Anne moved upon her pillow, drawing weakly, slowly near until her white lips were close upon her sister’s ear.
“The night,” she panted—“the night you bore him—in your arms—”
Then did the other woman give a shuddering start and lift her head, staring with a frozen face.
“What! what!” she cried.
“Down the dark stairway,” the panting voice went on, “to the far cellar—I kept watch again.”
“You kept watch—you?” the duchess gasped.
“Upon the stair which led to the servants’ place—that I might stop them if—if aught disturbed them, and they oped their doors—that I might send them back, telling them—it was I.”
Then stooped the duchess nearer to her, her hands clutching the coverlid, her eyes widening.
“Anne, Anne,” she cried, “you knew the awful thing that I would hide! That too? You knew that he was there!”
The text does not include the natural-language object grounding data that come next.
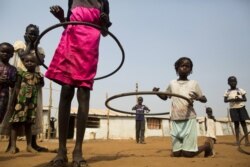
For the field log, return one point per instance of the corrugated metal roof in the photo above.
(106, 112)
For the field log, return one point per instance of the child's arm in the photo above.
(205, 124)
(163, 97)
(104, 17)
(58, 12)
(41, 80)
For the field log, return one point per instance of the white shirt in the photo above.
(181, 109)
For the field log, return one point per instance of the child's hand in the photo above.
(156, 89)
(104, 20)
(58, 12)
(3, 79)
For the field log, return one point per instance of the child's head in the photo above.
(183, 66)
(209, 111)
(6, 52)
(232, 81)
(31, 33)
(29, 62)
(139, 100)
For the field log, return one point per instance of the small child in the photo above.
(183, 116)
(140, 120)
(210, 126)
(24, 113)
(238, 113)
(7, 76)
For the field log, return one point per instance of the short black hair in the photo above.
(232, 78)
(180, 60)
(209, 110)
(32, 26)
(7, 44)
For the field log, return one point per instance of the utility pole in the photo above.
(136, 90)
(49, 108)
(107, 118)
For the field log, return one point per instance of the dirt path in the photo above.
(126, 153)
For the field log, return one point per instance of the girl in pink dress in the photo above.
(73, 66)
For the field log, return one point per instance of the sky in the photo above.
(215, 34)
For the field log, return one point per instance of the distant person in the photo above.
(74, 66)
(236, 97)
(183, 116)
(24, 113)
(52, 125)
(23, 49)
(7, 76)
(140, 120)
(210, 126)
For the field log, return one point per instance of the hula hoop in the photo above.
(87, 24)
(240, 149)
(142, 93)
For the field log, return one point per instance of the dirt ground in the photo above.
(126, 153)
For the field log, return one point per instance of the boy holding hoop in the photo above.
(183, 116)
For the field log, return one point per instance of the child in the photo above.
(183, 116)
(24, 114)
(74, 65)
(28, 48)
(7, 76)
(210, 126)
(238, 113)
(140, 120)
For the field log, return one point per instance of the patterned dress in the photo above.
(25, 108)
(9, 72)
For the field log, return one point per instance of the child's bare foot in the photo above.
(30, 149)
(247, 143)
(12, 150)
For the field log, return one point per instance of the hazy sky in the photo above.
(215, 34)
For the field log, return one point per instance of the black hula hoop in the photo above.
(87, 24)
(142, 93)
(239, 148)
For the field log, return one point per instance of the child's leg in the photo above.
(67, 94)
(244, 127)
(29, 137)
(13, 138)
(36, 146)
(237, 131)
(83, 96)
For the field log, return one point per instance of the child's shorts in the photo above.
(184, 135)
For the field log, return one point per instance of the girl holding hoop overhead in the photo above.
(73, 66)
(183, 116)
(238, 113)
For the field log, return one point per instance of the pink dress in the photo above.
(76, 57)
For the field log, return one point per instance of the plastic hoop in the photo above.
(240, 149)
(87, 24)
(142, 93)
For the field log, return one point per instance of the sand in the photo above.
(126, 153)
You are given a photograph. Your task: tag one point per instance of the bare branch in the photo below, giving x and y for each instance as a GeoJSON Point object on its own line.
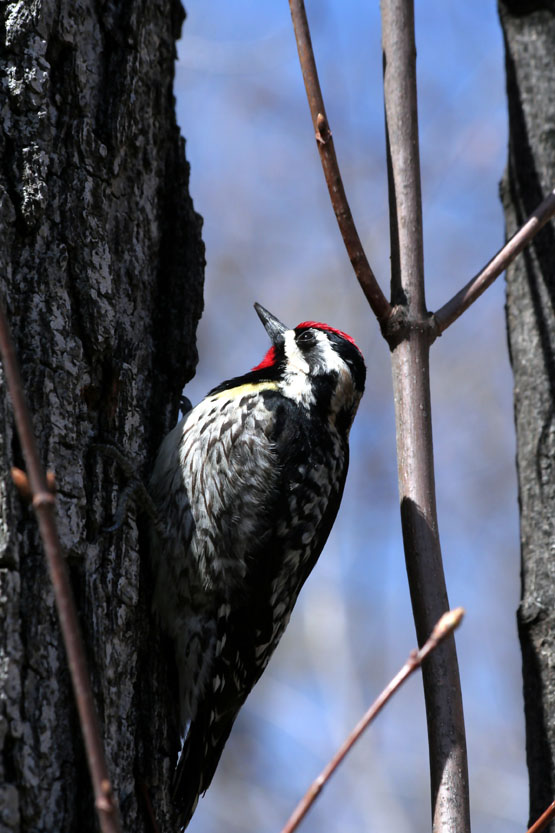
{"type": "Point", "coordinates": [43, 502]}
{"type": "Point", "coordinates": [411, 381]}
{"type": "Point", "coordinates": [446, 625]}
{"type": "Point", "coordinates": [324, 141]}
{"type": "Point", "coordinates": [460, 302]}
{"type": "Point", "coordinates": [544, 819]}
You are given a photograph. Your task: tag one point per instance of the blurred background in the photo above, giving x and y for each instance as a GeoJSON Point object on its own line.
{"type": "Point", "coordinates": [271, 237]}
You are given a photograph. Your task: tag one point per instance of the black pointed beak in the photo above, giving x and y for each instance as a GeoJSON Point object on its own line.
{"type": "Point", "coordinates": [275, 329]}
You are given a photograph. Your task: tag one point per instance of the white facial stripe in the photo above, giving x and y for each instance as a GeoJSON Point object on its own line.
{"type": "Point", "coordinates": [293, 355]}
{"type": "Point", "coordinates": [296, 383]}
{"type": "Point", "coordinates": [329, 359]}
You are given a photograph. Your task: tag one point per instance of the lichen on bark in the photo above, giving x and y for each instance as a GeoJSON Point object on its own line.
{"type": "Point", "coordinates": [102, 265]}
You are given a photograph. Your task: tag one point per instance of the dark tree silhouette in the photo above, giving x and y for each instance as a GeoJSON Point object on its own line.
{"type": "Point", "coordinates": [529, 31]}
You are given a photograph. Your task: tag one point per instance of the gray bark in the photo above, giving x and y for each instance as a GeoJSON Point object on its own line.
{"type": "Point", "coordinates": [529, 30]}
{"type": "Point", "coordinates": [101, 273]}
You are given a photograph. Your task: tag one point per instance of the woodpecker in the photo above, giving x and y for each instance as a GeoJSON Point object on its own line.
{"type": "Point", "coordinates": [247, 487]}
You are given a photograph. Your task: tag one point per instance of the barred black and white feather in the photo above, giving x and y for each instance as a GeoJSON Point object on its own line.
{"type": "Point", "coordinates": [247, 488]}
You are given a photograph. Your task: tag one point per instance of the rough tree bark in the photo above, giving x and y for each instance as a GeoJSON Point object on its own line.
{"type": "Point", "coordinates": [101, 272]}
{"type": "Point", "coordinates": [529, 31]}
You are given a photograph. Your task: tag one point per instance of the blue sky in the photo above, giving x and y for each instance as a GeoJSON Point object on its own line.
{"type": "Point", "coordinates": [271, 237]}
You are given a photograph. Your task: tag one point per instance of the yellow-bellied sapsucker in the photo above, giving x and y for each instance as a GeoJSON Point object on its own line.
{"type": "Point", "coordinates": [247, 487]}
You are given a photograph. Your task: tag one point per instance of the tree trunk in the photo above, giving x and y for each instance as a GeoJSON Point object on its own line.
{"type": "Point", "coordinates": [529, 30]}
{"type": "Point", "coordinates": [102, 265]}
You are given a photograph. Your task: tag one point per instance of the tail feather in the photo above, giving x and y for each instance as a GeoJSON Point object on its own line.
{"type": "Point", "coordinates": [198, 760]}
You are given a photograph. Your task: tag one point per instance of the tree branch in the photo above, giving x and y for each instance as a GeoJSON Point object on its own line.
{"type": "Point", "coordinates": [544, 819]}
{"type": "Point", "coordinates": [460, 302]}
{"type": "Point", "coordinates": [411, 381]}
{"type": "Point", "coordinates": [324, 140]}
{"type": "Point", "coordinates": [445, 627]}
{"type": "Point", "coordinates": [43, 502]}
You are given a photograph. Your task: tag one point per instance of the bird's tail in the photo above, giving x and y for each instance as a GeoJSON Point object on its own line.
{"type": "Point", "coordinates": [198, 760]}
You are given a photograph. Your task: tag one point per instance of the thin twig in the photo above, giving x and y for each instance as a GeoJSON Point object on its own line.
{"type": "Point", "coordinates": [446, 625]}
{"type": "Point", "coordinates": [544, 819]}
{"type": "Point", "coordinates": [460, 302]}
{"type": "Point", "coordinates": [324, 141]}
{"type": "Point", "coordinates": [43, 503]}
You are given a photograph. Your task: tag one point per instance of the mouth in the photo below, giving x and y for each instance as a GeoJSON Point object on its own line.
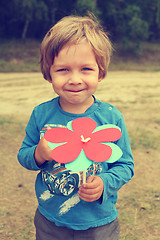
{"type": "Point", "coordinates": [75, 91]}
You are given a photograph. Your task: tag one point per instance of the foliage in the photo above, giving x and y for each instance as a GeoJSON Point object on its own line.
{"type": "Point", "coordinates": [129, 22]}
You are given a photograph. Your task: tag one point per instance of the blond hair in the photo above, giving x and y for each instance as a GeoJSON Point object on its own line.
{"type": "Point", "coordinates": [72, 30]}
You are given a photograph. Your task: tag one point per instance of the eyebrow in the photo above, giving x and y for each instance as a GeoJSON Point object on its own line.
{"type": "Point", "coordinates": [66, 65]}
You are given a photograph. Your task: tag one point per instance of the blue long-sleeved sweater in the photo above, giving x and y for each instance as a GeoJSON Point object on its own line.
{"type": "Point", "coordinates": [56, 187]}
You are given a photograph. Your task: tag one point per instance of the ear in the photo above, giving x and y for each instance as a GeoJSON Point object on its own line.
{"type": "Point", "coordinates": [99, 79]}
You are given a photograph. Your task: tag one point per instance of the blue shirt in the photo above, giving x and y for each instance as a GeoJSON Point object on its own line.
{"type": "Point", "coordinates": [57, 188]}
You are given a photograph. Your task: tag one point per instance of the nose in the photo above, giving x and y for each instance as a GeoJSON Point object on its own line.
{"type": "Point", "coordinates": [75, 78]}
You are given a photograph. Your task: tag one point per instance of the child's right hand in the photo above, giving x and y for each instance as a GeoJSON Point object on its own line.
{"type": "Point", "coordinates": [42, 152]}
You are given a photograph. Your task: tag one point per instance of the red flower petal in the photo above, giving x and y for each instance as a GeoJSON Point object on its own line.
{"type": "Point", "coordinates": [107, 135]}
{"type": "Point", "coordinates": [59, 135]}
{"type": "Point", "coordinates": [83, 126]}
{"type": "Point", "coordinates": [97, 152]}
{"type": "Point", "coordinates": [67, 152]}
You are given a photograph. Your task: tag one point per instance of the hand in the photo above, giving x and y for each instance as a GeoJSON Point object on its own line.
{"type": "Point", "coordinates": [92, 189]}
{"type": "Point", "coordinates": [42, 152]}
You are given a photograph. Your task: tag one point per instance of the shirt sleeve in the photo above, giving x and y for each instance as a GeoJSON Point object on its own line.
{"type": "Point", "coordinates": [26, 153]}
{"type": "Point", "coordinates": [121, 171]}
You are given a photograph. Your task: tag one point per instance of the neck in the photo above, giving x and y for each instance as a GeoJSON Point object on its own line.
{"type": "Point", "coordinates": [76, 108]}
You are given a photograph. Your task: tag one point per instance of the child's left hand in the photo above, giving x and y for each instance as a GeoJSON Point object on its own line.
{"type": "Point", "coordinates": [92, 189]}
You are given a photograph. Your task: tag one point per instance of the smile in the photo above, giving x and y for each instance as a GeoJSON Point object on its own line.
{"type": "Point", "coordinates": [75, 91]}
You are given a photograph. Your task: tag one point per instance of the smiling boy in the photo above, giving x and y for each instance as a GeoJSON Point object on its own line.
{"type": "Point", "coordinates": [75, 54]}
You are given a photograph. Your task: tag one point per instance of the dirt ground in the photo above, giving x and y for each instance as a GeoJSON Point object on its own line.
{"type": "Point", "coordinates": [137, 96]}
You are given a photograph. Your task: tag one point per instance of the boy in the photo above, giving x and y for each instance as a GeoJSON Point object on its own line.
{"type": "Point", "coordinates": [75, 54]}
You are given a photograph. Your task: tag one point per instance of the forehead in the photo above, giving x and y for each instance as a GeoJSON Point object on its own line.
{"type": "Point", "coordinates": [80, 50]}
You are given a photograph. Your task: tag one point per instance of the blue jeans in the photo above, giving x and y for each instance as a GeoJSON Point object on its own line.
{"type": "Point", "coordinates": [46, 230]}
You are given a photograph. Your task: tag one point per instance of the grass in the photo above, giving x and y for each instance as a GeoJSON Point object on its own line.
{"type": "Point", "coordinates": [135, 94]}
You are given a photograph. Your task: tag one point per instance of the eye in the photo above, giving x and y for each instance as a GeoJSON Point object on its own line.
{"type": "Point", "coordinates": [87, 69]}
{"type": "Point", "coordinates": [62, 70]}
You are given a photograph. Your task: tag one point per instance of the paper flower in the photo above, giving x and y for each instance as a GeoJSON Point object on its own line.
{"type": "Point", "coordinates": [83, 139]}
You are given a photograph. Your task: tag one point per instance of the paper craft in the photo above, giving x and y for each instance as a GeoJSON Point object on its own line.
{"type": "Point", "coordinates": [81, 143]}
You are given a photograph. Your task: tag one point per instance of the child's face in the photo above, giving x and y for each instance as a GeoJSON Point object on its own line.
{"type": "Point", "coordinates": [75, 76]}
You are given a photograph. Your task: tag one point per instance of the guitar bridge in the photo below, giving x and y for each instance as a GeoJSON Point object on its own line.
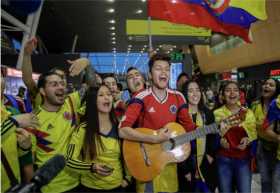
{"type": "Point", "coordinates": [145, 155]}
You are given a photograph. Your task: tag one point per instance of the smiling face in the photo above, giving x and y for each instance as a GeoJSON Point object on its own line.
{"type": "Point", "coordinates": [104, 100]}
{"type": "Point", "coordinates": [54, 91]}
{"type": "Point", "coordinates": [269, 88]}
{"type": "Point", "coordinates": [160, 74]}
{"type": "Point", "coordinates": [194, 94]}
{"type": "Point", "coordinates": [112, 84]}
{"type": "Point", "coordinates": [135, 81]}
{"type": "Point", "coordinates": [231, 94]}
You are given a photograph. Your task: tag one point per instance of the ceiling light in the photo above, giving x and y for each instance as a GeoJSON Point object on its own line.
{"type": "Point", "coordinates": [111, 10]}
{"type": "Point", "coordinates": [139, 11]}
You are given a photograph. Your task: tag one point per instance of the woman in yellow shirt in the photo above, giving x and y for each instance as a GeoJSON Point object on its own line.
{"type": "Point", "coordinates": [198, 172]}
{"type": "Point", "coordinates": [94, 150]}
{"type": "Point", "coordinates": [266, 150]}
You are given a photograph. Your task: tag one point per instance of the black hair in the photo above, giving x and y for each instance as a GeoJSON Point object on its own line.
{"type": "Point", "coordinates": [57, 68]}
{"type": "Point", "coordinates": [276, 93]}
{"type": "Point", "coordinates": [182, 74]}
{"type": "Point", "coordinates": [43, 78]}
{"type": "Point", "coordinates": [131, 68]}
{"type": "Point", "coordinates": [92, 137]}
{"type": "Point", "coordinates": [228, 83]}
{"type": "Point", "coordinates": [120, 87]}
{"type": "Point", "coordinates": [157, 57]}
{"type": "Point", "coordinates": [104, 76]}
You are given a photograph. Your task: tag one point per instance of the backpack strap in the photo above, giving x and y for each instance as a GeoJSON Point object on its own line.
{"type": "Point", "coordinates": [12, 100]}
{"type": "Point", "coordinates": [73, 113]}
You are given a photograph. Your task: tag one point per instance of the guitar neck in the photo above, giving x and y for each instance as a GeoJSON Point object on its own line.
{"type": "Point", "coordinates": [199, 132]}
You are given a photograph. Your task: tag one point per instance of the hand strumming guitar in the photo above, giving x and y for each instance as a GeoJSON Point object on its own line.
{"type": "Point", "coordinates": [164, 134]}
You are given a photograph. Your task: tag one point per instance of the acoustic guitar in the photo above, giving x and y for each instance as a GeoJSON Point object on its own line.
{"type": "Point", "coordinates": [146, 160]}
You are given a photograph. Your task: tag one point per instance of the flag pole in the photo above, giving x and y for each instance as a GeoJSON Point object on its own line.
{"type": "Point", "coordinates": [150, 36]}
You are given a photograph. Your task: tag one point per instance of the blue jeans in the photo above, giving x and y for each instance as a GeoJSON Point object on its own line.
{"type": "Point", "coordinates": [266, 163]}
{"type": "Point", "coordinates": [276, 178]}
{"type": "Point", "coordinates": [234, 173]}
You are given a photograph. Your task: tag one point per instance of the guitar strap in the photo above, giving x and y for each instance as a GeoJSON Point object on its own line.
{"type": "Point", "coordinates": [9, 171]}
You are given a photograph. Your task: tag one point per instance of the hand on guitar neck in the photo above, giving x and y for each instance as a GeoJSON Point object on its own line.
{"type": "Point", "coordinates": [164, 134]}
{"type": "Point", "coordinates": [231, 121]}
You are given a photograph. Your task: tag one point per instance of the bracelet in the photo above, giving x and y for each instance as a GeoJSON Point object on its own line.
{"type": "Point", "coordinates": [14, 121]}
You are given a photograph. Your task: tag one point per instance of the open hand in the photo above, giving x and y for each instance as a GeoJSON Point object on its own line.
{"type": "Point", "coordinates": [30, 46]}
{"type": "Point", "coordinates": [244, 142]}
Anne lay upon her pillow, her own eyes gazing out through the ivy-hung window of her tower at the blue sky and the fair, fleecy clouds. A flock of snow-white doves were flying back and forth across it, and one sate upon the window’s deep ledge and cooed. All was warm and perfumed with summer’s sweetness. There seemed naught between her and the uplifting blueness, and naught of the earth was near but the dove’s deep-throated cooing and the laughter of her Grace’s children floating upward from the garden of flowers below.